I know nothing about wine.
A few years ago, I applied for a job at an upscale wine shop in Manhattan. I desperately wanted to impress them with my enthusiasm and insider knowledge of wine-world lingo. I wrote a long cover letter about my love of wine and why I would be such a good fit for the position. But, instead of telling them I was an oenophile (a lover of wine), I told them I was a xenophile (a lover of other cultures ).
(What? Those other cultures could have possibly made wine! And both words have o’s, and e’s, and n’s, all in funny places! It is practically the same exact thing!)
I didn’t get the job.
….and my wine knowledge really hasn’t improved much since.
Oh sure, I’ve picked up little bits of information here and there:
- I know you are supposed to drink white wine chilled and red wine less chilled.
- I know only sparkling wine from the Champagne region in France is allowed to be called “Champagne” – everything else is just “sparkling wine.” (This is my most impressive bit of wine information. I got it from “Wayne’s World”.)
- I know that red wine is red because the skins stay on …at some point, where they might otherwise have come off.
- I know that Claret and Bordeaux are actually the same thing. The one is merely the British term for the other (John Cleese!)
- I know you are supposed to swirl the wine around in your glass before you drink it, and maybe sniff it a little before you take that first sip.
- I know some red wine should “breathe.” But, I have no idea what that means or why it’s a good thing.
- And I know what I like (white wine, Long Island vineyards). Even better than that, I know what I DON’T like (merlot, wine from California). At least, I THINK I know.
But all that is about to change.
I intend to amass an encyclopedic – nay, a WIKIPEDIC – body of practical, first-hand, knowledge of wine.
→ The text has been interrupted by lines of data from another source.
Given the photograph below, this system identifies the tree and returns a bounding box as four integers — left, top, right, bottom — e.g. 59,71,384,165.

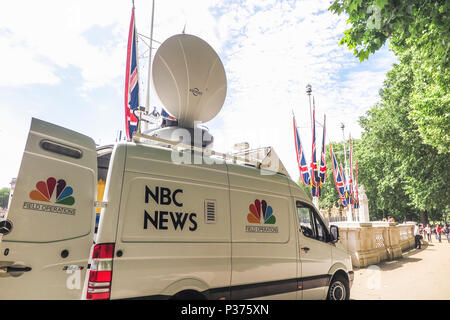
329,0,449,67
329,0,450,153
357,52,450,222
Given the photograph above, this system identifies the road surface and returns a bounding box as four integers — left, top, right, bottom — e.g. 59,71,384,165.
350,239,450,300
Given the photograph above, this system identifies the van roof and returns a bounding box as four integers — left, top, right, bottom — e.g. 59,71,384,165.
126,132,292,178
96,141,309,203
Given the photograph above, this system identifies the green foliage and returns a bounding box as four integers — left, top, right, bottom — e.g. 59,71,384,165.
407,52,450,153
328,0,450,221
329,0,449,67
0,188,10,209
357,54,450,221
329,0,450,153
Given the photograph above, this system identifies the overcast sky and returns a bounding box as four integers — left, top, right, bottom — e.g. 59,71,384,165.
0,0,396,188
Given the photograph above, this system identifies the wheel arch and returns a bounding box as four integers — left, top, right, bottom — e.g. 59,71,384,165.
328,263,350,285
327,263,351,300
162,277,210,299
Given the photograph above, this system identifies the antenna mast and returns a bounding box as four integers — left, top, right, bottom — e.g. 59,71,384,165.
341,123,352,222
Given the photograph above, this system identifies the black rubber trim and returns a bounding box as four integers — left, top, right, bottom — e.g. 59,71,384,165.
301,274,332,290
124,274,334,300
230,278,299,300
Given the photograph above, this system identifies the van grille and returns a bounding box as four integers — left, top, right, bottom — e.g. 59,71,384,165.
204,200,216,224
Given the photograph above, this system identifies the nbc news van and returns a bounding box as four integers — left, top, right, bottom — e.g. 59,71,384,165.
0,118,353,300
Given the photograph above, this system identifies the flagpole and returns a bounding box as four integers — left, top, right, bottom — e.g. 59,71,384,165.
306,84,313,132
132,1,144,136
341,123,352,222
352,137,360,221
126,0,142,140
350,136,361,222
349,134,356,221
143,0,155,132
306,84,319,210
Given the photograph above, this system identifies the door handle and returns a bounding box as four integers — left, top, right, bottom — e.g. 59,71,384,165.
0,266,32,273
301,247,310,253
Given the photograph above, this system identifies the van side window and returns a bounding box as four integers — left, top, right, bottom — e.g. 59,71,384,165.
296,205,316,239
313,213,327,242
296,201,330,243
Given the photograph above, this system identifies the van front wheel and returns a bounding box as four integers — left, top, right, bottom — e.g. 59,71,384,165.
327,275,349,300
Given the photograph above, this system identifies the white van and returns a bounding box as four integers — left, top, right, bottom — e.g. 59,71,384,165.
0,118,353,300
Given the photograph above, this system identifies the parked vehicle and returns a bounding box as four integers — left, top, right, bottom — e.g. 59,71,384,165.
0,118,353,300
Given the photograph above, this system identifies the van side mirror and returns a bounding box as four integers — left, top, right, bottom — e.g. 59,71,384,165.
330,225,339,243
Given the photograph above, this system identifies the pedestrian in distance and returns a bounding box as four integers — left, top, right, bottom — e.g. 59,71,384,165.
436,225,442,243
446,225,450,243
443,225,450,243
425,224,432,242
420,224,425,240
414,223,422,249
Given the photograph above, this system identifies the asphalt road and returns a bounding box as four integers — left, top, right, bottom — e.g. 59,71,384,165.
350,238,450,300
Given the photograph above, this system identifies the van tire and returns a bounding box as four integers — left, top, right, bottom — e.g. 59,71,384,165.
327,274,349,300
171,290,206,300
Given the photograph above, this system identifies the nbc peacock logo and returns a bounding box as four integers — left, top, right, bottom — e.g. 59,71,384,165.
246,199,278,233
29,177,75,206
23,177,76,216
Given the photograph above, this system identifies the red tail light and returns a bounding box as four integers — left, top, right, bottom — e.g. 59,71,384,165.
86,243,115,300
92,243,114,259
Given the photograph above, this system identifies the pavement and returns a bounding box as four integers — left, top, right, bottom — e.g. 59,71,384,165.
350,238,450,300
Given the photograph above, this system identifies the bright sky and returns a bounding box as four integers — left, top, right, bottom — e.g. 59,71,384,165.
0,0,397,188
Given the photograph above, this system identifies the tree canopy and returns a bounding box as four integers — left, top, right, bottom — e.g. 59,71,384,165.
357,53,449,221
329,0,449,153
323,0,450,223
329,0,449,67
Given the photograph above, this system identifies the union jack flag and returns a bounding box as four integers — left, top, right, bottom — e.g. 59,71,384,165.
124,6,140,140
293,115,310,186
340,163,351,207
319,114,327,185
330,145,347,206
353,159,359,209
347,136,354,205
310,102,319,189
312,114,327,198
161,108,176,121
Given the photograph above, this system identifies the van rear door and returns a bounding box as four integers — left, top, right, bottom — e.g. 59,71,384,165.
0,118,97,299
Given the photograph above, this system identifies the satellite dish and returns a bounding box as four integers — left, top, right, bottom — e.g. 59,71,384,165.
152,34,227,128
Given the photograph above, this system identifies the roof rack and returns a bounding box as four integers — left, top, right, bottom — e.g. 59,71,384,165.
132,132,290,177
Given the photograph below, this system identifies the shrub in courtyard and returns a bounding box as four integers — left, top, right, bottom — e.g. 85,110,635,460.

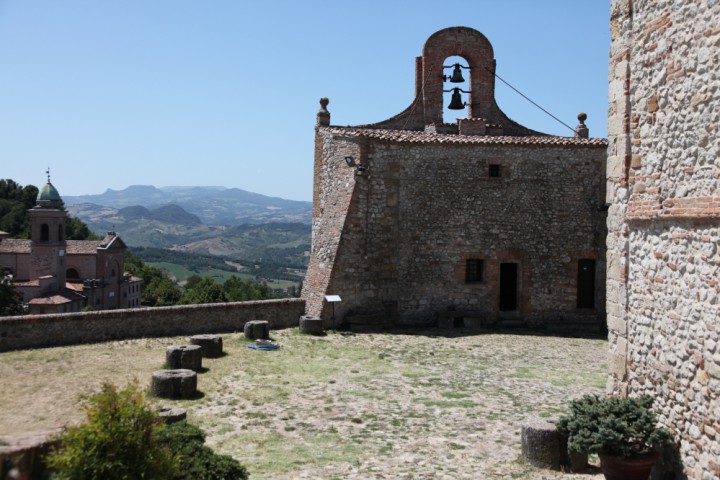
46,380,178,480
157,421,249,480
557,394,673,457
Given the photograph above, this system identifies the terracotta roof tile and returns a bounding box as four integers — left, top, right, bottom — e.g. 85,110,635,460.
28,288,85,305
322,127,608,147
0,239,31,254
65,240,101,254
66,282,85,292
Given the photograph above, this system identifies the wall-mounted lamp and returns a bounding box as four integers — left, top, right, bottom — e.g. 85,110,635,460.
443,63,471,83
344,156,356,167
355,165,367,175
444,87,471,110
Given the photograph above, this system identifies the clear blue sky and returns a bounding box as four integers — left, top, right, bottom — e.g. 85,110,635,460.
0,1,610,201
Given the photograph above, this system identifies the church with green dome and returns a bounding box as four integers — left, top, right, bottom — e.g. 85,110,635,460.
0,176,142,314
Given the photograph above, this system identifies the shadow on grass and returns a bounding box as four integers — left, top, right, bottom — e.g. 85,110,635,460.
334,325,608,341
203,351,229,359
147,389,206,401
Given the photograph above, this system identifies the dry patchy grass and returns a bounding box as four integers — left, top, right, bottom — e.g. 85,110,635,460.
0,328,608,479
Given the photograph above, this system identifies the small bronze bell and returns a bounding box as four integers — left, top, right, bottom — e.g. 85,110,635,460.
448,88,467,110
449,64,465,83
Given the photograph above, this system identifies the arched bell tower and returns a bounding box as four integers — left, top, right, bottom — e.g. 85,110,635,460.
421,27,499,126
29,171,67,288
354,26,544,136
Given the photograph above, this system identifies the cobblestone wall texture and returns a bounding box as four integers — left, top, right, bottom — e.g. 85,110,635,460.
0,299,304,352
607,1,720,478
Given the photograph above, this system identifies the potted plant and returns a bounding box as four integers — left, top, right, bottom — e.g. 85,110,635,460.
557,394,673,480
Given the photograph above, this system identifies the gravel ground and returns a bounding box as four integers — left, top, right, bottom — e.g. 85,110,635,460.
0,327,608,479
192,328,608,479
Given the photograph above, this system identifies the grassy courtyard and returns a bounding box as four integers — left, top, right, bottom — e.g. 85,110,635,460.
0,328,607,479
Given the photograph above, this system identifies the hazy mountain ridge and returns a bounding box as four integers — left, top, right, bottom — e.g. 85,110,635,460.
64,187,312,271
64,185,312,225
117,204,202,225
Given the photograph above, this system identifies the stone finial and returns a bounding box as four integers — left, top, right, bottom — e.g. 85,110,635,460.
574,112,589,138
316,97,330,127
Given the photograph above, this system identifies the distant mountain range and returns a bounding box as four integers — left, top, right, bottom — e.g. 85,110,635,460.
63,185,311,225
63,185,312,266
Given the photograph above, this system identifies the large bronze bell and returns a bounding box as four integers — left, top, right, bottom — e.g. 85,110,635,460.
449,64,465,83
448,88,467,110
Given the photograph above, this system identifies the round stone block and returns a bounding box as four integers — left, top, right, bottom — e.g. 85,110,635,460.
521,417,560,470
244,320,269,340
166,345,203,372
151,369,197,399
299,317,324,335
190,334,223,358
157,406,187,425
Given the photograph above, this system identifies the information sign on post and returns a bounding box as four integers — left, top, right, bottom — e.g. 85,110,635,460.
324,295,342,330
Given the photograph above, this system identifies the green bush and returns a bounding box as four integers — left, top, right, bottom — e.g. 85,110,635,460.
46,381,178,480
157,421,249,480
557,394,673,457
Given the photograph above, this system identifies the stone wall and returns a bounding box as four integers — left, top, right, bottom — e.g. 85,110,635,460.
306,127,607,331
607,0,720,477
0,299,305,352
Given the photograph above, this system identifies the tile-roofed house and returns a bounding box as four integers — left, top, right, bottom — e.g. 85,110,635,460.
302,26,608,332
0,177,141,314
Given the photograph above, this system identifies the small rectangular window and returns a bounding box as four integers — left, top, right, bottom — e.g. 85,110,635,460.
465,259,484,283
577,259,596,308
489,164,500,177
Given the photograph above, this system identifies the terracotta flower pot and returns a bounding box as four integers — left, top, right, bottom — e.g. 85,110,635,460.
599,451,658,480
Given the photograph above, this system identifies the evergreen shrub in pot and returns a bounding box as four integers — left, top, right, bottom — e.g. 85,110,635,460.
557,394,673,480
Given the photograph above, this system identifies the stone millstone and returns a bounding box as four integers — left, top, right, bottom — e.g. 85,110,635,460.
157,407,187,425
299,317,324,335
521,417,561,470
166,345,203,371
244,320,269,340
151,370,197,399
190,334,223,358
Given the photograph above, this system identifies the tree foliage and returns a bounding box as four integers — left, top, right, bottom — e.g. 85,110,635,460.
46,381,179,480
0,274,24,316
124,251,181,306
157,422,248,480
0,179,38,238
178,277,227,305
45,382,248,480
223,275,273,302
65,216,101,240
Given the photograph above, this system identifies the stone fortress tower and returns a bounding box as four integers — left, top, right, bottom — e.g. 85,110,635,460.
606,1,720,477
302,27,608,332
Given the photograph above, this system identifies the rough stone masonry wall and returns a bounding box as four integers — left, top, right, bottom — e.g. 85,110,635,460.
302,129,361,322
314,135,607,329
607,0,720,477
0,299,305,352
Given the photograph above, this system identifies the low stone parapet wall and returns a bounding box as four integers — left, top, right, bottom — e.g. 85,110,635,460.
0,299,305,352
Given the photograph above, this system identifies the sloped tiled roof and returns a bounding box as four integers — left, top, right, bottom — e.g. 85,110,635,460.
0,239,31,254
66,240,102,255
28,288,85,305
66,282,85,292
322,127,608,147
98,234,126,250
0,238,126,254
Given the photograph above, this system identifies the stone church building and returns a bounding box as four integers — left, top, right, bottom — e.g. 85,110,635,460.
606,1,719,477
0,178,141,314
303,27,608,331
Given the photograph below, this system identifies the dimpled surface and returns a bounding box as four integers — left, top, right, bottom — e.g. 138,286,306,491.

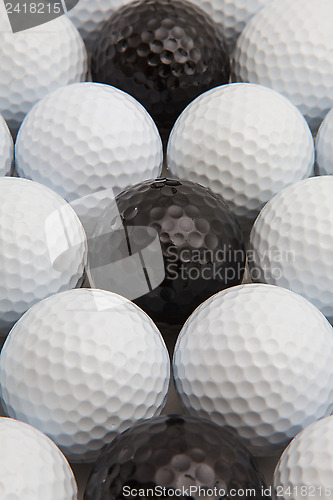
233,0,333,133
167,83,314,232
274,416,333,499
0,113,13,176
0,289,170,463
316,108,333,175
15,83,163,202
173,284,333,456
111,179,245,337
0,417,77,499
84,415,268,499
67,0,130,54
0,177,87,335
249,176,333,323
0,11,87,137
91,0,230,141
189,0,272,53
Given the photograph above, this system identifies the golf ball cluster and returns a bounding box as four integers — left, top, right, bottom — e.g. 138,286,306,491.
168,83,314,232
233,0,333,132
84,415,268,499
0,417,77,499
0,12,87,136
0,289,170,462
249,176,333,323
89,178,245,341
91,0,230,140
15,82,163,202
173,284,333,456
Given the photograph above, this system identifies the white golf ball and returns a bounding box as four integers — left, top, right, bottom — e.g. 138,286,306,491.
67,0,130,54
0,10,87,136
316,108,333,175
167,83,314,232
15,83,163,202
173,284,333,456
233,0,333,133
0,288,170,462
249,176,333,324
0,417,77,499
274,416,333,500
0,177,87,335
189,0,272,53
0,113,13,176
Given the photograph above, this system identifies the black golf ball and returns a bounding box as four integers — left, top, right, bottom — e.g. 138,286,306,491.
88,178,245,348
91,0,230,141
84,415,269,500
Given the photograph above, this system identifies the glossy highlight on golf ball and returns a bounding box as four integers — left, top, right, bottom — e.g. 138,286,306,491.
84,415,268,499
91,0,230,140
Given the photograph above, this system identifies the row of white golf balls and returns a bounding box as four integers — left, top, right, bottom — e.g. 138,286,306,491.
1,282,333,498
2,0,333,138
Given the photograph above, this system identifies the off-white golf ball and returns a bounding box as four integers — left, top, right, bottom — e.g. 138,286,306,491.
167,83,314,232
15,83,163,202
0,10,87,136
274,416,333,499
173,284,333,456
249,176,333,324
0,288,170,462
189,0,272,53
316,108,333,175
233,0,333,133
0,177,87,335
0,417,77,499
0,113,13,176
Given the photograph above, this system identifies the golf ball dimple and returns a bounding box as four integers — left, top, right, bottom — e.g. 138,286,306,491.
173,284,333,456
0,12,87,137
0,417,77,500
274,416,333,500
0,113,13,176
91,0,230,141
15,83,163,202
249,176,333,323
189,0,272,53
316,108,333,176
90,178,245,344
84,415,268,499
167,83,314,233
233,0,333,133
0,177,87,336
0,288,170,463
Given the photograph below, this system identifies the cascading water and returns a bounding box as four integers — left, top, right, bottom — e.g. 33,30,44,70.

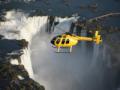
0,0,120,89
0,10,48,78
30,17,113,90
0,10,118,90
80,30,87,55
91,44,100,67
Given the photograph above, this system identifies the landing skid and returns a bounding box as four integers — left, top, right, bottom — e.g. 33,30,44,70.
56,46,73,53
55,51,71,53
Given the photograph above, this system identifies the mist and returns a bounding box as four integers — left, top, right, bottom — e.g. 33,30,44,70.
0,0,120,89
0,10,48,78
30,18,112,90
0,10,114,90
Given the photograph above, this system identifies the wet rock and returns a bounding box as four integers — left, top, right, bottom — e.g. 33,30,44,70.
0,34,4,39
0,62,45,90
47,16,55,33
0,38,45,90
18,39,29,49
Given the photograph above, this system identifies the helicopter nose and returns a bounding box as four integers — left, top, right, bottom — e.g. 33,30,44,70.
51,39,55,45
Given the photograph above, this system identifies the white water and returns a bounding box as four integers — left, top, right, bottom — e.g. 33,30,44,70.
0,10,48,78
30,18,108,90
0,11,114,90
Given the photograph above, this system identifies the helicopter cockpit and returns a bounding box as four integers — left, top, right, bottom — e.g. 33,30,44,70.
51,35,70,46
55,38,70,45
51,35,61,45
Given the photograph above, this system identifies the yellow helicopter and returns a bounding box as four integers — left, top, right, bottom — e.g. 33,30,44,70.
51,31,102,52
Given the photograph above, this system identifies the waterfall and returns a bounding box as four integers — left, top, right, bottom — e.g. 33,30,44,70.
0,10,48,78
91,44,100,68
80,30,87,55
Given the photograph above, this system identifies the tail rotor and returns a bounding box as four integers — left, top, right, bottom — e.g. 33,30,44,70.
93,31,102,44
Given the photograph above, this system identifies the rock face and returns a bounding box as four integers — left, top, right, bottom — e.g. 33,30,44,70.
0,38,45,90
0,62,45,90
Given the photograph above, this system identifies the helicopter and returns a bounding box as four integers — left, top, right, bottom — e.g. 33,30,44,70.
51,31,102,52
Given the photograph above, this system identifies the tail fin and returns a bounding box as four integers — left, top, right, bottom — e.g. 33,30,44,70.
94,31,102,44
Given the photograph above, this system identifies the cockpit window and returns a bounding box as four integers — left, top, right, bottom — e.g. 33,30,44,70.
66,39,69,44
52,36,57,41
61,39,65,44
56,39,60,44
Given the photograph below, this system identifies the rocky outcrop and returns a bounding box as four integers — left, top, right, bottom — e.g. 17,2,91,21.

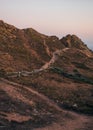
60,34,88,49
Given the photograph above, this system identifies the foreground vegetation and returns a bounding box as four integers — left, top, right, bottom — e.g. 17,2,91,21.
6,67,93,116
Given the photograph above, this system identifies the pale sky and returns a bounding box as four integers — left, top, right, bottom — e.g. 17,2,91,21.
0,0,93,49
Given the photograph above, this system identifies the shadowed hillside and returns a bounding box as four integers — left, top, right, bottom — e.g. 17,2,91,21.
0,20,93,130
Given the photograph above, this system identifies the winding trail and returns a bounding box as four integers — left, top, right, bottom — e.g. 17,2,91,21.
1,48,93,129
34,48,69,71
0,78,62,112
7,47,69,77
43,39,51,57
0,78,93,130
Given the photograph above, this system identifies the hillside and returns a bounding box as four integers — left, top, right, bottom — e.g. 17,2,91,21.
0,20,93,130
0,20,65,72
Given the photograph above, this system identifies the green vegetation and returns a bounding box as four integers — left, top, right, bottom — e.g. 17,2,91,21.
50,67,93,85
0,69,6,77
9,71,93,115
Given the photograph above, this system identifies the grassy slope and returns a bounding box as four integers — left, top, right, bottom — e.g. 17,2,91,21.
0,20,93,116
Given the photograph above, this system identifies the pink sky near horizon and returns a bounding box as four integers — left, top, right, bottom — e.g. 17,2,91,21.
0,0,93,49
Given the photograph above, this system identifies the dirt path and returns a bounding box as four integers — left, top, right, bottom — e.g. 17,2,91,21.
0,78,62,112
1,78,93,130
0,80,34,123
43,40,51,57
40,48,69,70
35,113,93,130
7,48,69,76
0,81,34,106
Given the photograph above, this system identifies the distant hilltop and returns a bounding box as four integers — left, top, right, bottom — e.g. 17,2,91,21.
0,20,92,72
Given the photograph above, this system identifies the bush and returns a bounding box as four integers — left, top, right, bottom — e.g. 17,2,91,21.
50,67,93,85
0,69,6,77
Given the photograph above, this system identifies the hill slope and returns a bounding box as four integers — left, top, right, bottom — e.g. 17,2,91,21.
0,20,93,129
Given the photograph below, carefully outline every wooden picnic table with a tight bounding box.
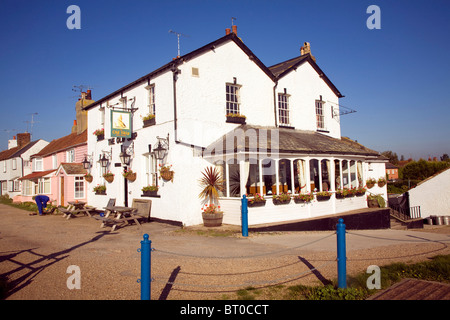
[96,201,151,231]
[59,201,96,220]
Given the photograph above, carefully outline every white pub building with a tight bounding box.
[83,27,387,227]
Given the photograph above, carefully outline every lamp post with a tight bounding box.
[120,148,131,207]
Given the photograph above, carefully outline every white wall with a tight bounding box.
[409,168,450,218]
[277,62,341,139]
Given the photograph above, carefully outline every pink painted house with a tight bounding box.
[20,129,88,206]
[19,91,93,206]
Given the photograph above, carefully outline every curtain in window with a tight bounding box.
[297,160,306,193]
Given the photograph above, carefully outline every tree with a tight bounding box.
[441,153,449,162]
[381,151,399,165]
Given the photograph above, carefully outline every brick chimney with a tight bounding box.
[17,132,31,148]
[232,25,237,36]
[300,42,316,62]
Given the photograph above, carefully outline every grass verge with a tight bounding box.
[222,254,450,300]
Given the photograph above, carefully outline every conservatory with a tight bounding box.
[203,125,387,226]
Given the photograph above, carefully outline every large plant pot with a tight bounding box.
[202,212,223,227]
[247,200,266,207]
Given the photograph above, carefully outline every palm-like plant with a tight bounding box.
[198,166,224,207]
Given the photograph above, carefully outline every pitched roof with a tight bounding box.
[56,163,87,175]
[204,125,381,158]
[19,169,56,181]
[268,53,344,98]
[83,32,343,110]
[83,33,275,111]
[32,130,87,158]
[0,140,41,161]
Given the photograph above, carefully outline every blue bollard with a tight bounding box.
[336,218,347,289]
[140,233,151,300]
[241,195,248,237]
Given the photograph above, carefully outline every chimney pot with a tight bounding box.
[225,28,231,35]
[232,25,237,35]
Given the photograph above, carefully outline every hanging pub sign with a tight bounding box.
[111,110,132,138]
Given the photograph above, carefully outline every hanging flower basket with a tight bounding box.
[103,172,114,183]
[366,178,376,189]
[84,173,93,183]
[377,177,387,188]
[122,169,136,182]
[159,164,174,182]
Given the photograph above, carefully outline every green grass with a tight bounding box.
[223,254,450,300]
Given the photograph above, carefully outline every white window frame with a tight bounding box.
[226,83,241,115]
[74,176,84,199]
[278,93,290,126]
[3,161,6,173]
[146,84,156,115]
[145,153,157,186]
[23,180,33,196]
[66,149,75,163]
[38,177,51,194]
[52,154,57,169]
[315,100,325,130]
[34,158,43,172]
[12,158,17,170]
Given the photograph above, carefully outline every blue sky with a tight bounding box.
[0,0,449,160]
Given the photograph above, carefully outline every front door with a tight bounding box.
[60,176,64,206]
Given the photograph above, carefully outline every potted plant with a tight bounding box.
[272,192,291,205]
[142,114,155,127]
[198,166,224,227]
[226,113,247,124]
[366,178,376,189]
[316,190,332,201]
[377,177,387,188]
[367,194,386,208]
[103,171,114,183]
[142,185,159,197]
[247,193,266,207]
[93,184,106,195]
[159,164,174,182]
[122,169,136,182]
[93,128,105,141]
[84,173,93,183]
[293,192,314,203]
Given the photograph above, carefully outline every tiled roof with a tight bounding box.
[33,130,87,158]
[58,163,87,175]
[269,55,310,77]
[19,169,56,181]
[204,125,381,158]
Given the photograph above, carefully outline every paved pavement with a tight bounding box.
[1,203,449,300]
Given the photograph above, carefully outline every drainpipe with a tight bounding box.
[273,81,278,127]
[171,63,181,144]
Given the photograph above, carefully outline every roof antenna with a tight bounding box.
[231,17,237,26]
[24,113,38,138]
[169,29,190,57]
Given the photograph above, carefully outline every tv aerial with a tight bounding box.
[169,29,190,57]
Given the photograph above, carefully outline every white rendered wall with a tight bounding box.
[409,168,450,218]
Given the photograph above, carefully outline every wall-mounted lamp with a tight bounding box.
[99,154,109,168]
[153,134,169,161]
[119,149,131,166]
[82,156,91,170]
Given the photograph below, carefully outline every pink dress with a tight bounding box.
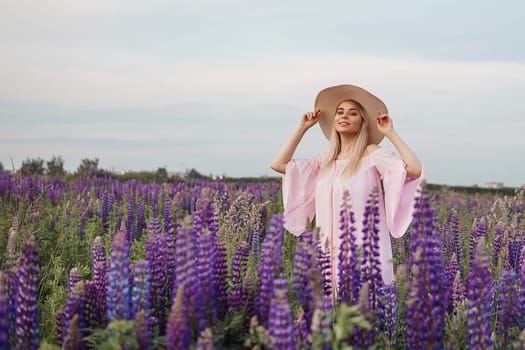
[282,147,422,286]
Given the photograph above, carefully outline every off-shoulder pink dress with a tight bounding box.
[282,147,422,286]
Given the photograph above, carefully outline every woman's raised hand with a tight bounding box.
[376,112,394,136]
[301,109,321,131]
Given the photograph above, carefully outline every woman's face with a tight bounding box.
[334,100,363,135]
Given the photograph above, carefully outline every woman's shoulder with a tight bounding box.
[363,144,381,157]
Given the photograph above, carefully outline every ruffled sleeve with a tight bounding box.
[371,147,424,238]
[282,153,324,236]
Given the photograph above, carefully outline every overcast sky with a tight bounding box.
[1,0,524,186]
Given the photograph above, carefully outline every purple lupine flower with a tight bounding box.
[316,241,333,297]
[450,271,466,314]
[101,191,111,233]
[14,237,40,350]
[310,294,333,350]
[146,217,168,329]
[338,190,361,305]
[0,272,9,350]
[519,246,525,328]
[496,268,519,348]
[166,284,190,350]
[91,236,107,328]
[493,224,505,266]
[83,281,98,330]
[63,314,85,350]
[293,230,315,332]
[509,237,522,271]
[195,328,214,350]
[446,253,461,313]
[135,310,152,350]
[62,281,86,345]
[126,193,136,242]
[257,214,284,326]
[229,242,250,312]
[467,238,493,350]
[405,191,447,350]
[447,208,462,263]
[469,218,487,264]
[106,229,132,321]
[360,189,383,313]
[68,267,82,293]
[215,240,229,318]
[377,283,397,348]
[268,278,296,350]
[55,309,65,345]
[136,198,146,239]
[131,260,152,319]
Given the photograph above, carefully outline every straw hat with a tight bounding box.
[314,84,388,144]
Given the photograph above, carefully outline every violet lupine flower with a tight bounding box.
[467,238,493,350]
[446,208,461,263]
[450,271,466,314]
[496,268,519,348]
[257,214,284,326]
[146,217,168,329]
[446,253,461,313]
[14,237,40,350]
[131,260,152,319]
[166,284,191,350]
[338,190,361,305]
[310,294,333,350]
[268,278,297,350]
[316,242,333,297]
[509,237,522,271]
[126,194,136,242]
[106,229,132,321]
[135,309,152,350]
[215,241,229,318]
[63,314,85,350]
[377,283,397,347]
[101,191,111,233]
[493,224,505,266]
[360,189,383,313]
[91,236,107,328]
[229,242,250,312]
[195,328,214,350]
[293,230,315,332]
[469,218,487,264]
[83,281,98,330]
[0,272,9,350]
[62,281,86,345]
[405,191,447,350]
[55,309,65,345]
[68,267,82,293]
[519,246,525,328]
[136,198,146,239]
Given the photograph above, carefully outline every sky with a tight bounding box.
[1,0,524,187]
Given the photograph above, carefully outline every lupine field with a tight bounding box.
[0,171,524,349]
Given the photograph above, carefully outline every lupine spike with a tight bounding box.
[106,229,131,321]
[14,237,40,350]
[0,272,9,350]
[166,283,190,350]
[467,238,493,350]
[268,278,297,350]
[229,242,250,312]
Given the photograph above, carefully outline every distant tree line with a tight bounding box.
[3,156,219,183]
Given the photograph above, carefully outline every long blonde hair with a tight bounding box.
[318,99,369,178]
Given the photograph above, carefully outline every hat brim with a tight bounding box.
[314,84,387,144]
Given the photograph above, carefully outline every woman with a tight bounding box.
[270,84,423,288]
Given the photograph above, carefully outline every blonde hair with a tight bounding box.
[318,99,369,178]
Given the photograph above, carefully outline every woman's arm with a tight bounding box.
[270,110,320,174]
[376,112,422,179]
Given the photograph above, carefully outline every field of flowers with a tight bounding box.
[0,171,524,349]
I shall taste, swirl, sniff, and maybe even spit my way though as much wine as it takes to walk into that wine shop and be hired on the spot as their star employee. If I so chose. Or, you know, if their business model hadn’t failed spectacularly a few short months after they equally spectacularly failed to hire me. (Coincidence? I think not!) And, what’s more, I shall chronicle my quest here for your education and enjoyment. Very noble of me, isn’t it?
Won’t you join me in a glass of wine?